PARIS -- Half-way into the Paris premiere of Emmanuelle Huynh's new "A Vida Enorme," I thought I was going to have to pull a Denby (as in Edwin), reprising the noted critic's review of a performance by the young Paul Taylor. Responding to a piece in which (reportedly) nothing much happened, Denby published a review in which the space where the review would usually be remained blank. 30 minutes into Huynh's spectacle Thursday at the Centre Pompidou, the co-presenter with the Festival d'Automne, no dancers had appeared. Instead, we'd been listening to a sort of dialogue between a man and a woman, in Portuguese and French respectively, emitted from a giant speaker console in the midst of a vast stage, while the lights went on and off slowly. This was the first of two spectacles I would see this past weekend in which a choreographer's or choreographers' 'recherches,' as the dance creation process is popularly called here, had detoured far beyond the plane of the body and its possibilities alone or with others and into other disciplines where their footing was less sure, and their research less original. As for Huynh's choreographic results here, they didn't reveal anything I didn't already know.

When dancers Catherine Legrand and Nuno Bizarro eventually showed up, their gold-painted bare torsos, highlighted by Yves Godin's unimaginative lighting scheme, couldn't give a sheen to Huynh's mundane movement scheme. Each wearing blue jeans and far-away inside-themselves aspects, Legrand and Bizarro danced in alienation apart, gingerly testing their limbs as if just discovering them, him with articulated awkwardness. They came together and, physically, anyway, explored the different ways, often sexual, they could join: he placed his head on her crotch, she lifted him with her head by his. He touched her there with his flattened hand. Her response was degrees warmer than his in the final duets, but essentially, these were the sort of 'so close, but yet so far' type of alienated grapplings I've seen again and again in post-modern dance concerts here and -- I'm over it!
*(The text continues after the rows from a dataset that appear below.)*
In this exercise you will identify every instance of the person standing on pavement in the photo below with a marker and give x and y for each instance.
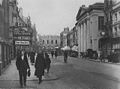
(52, 53)
(65, 56)
(56, 54)
(22, 66)
(32, 57)
(39, 66)
(47, 62)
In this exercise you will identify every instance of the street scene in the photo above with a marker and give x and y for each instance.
(59, 44)
(76, 74)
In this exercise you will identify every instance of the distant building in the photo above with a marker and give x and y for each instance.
(63, 37)
(116, 26)
(49, 42)
(72, 37)
(90, 22)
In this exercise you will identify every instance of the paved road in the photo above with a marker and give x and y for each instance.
(76, 74)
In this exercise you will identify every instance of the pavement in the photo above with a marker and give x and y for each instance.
(76, 74)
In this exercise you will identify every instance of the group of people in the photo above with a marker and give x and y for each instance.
(54, 53)
(42, 62)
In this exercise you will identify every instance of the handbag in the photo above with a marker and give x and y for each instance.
(28, 73)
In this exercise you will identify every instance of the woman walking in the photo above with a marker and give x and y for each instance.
(22, 66)
(47, 62)
(39, 66)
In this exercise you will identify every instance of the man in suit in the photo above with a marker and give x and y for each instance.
(22, 66)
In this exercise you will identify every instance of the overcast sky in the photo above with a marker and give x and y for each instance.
(51, 16)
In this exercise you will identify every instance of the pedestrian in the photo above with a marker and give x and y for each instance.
(65, 56)
(39, 66)
(47, 62)
(22, 66)
(32, 57)
(52, 53)
(56, 54)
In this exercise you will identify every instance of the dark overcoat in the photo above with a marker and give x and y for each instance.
(47, 60)
(39, 65)
(22, 65)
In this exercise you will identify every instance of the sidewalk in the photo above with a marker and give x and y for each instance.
(11, 73)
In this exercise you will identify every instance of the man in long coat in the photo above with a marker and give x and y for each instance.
(39, 66)
(22, 66)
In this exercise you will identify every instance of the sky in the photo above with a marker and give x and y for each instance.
(52, 16)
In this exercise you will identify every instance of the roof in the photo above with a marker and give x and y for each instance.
(83, 10)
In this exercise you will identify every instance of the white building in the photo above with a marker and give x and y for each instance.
(50, 41)
(63, 37)
(89, 24)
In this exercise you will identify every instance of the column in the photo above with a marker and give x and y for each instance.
(88, 34)
(85, 36)
(81, 37)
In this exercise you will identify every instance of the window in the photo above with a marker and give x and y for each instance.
(56, 41)
(51, 41)
(43, 41)
(100, 22)
(47, 41)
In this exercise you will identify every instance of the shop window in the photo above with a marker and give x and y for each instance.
(51, 41)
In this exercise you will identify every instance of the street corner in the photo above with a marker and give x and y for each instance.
(50, 77)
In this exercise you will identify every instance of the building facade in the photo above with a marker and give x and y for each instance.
(89, 26)
(49, 42)
(63, 37)
(72, 38)
(116, 26)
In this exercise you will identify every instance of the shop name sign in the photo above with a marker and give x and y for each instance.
(22, 43)
(21, 33)
(22, 38)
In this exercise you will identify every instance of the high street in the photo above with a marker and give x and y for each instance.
(76, 74)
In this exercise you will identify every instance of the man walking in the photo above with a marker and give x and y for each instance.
(22, 66)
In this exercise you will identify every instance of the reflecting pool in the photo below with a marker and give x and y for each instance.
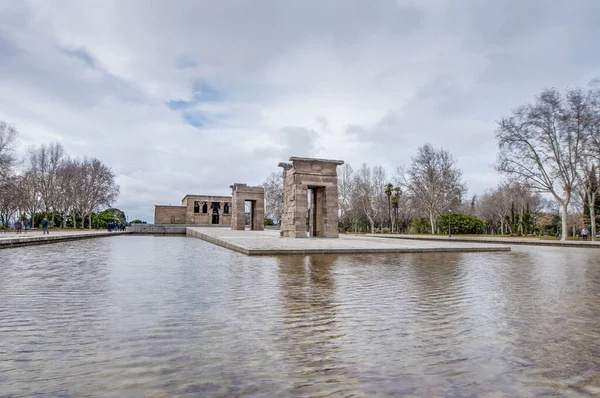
(144, 316)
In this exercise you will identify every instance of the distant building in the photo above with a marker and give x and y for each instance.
(196, 209)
Over it because at a certain point, rather than being an artistic-athletic extension and expansion of what all bodies could theoretically do (with facility and training), it becomes an abnegation of the body and its natural responses as the rest of us know them. Unless I am absolutely repulsed by the other involved, if I touch and am touched by a partner as this couple touched each other, I would respond with some kind of tremors. To see dancers who deny this response is to see dancers that deny and repress the body, when dance should be celebrating and extending it. Huynh's sole musical choice consisted of extracts of David Bowie's "Heroes," played intermittently and repeatedly. These are not my heroes.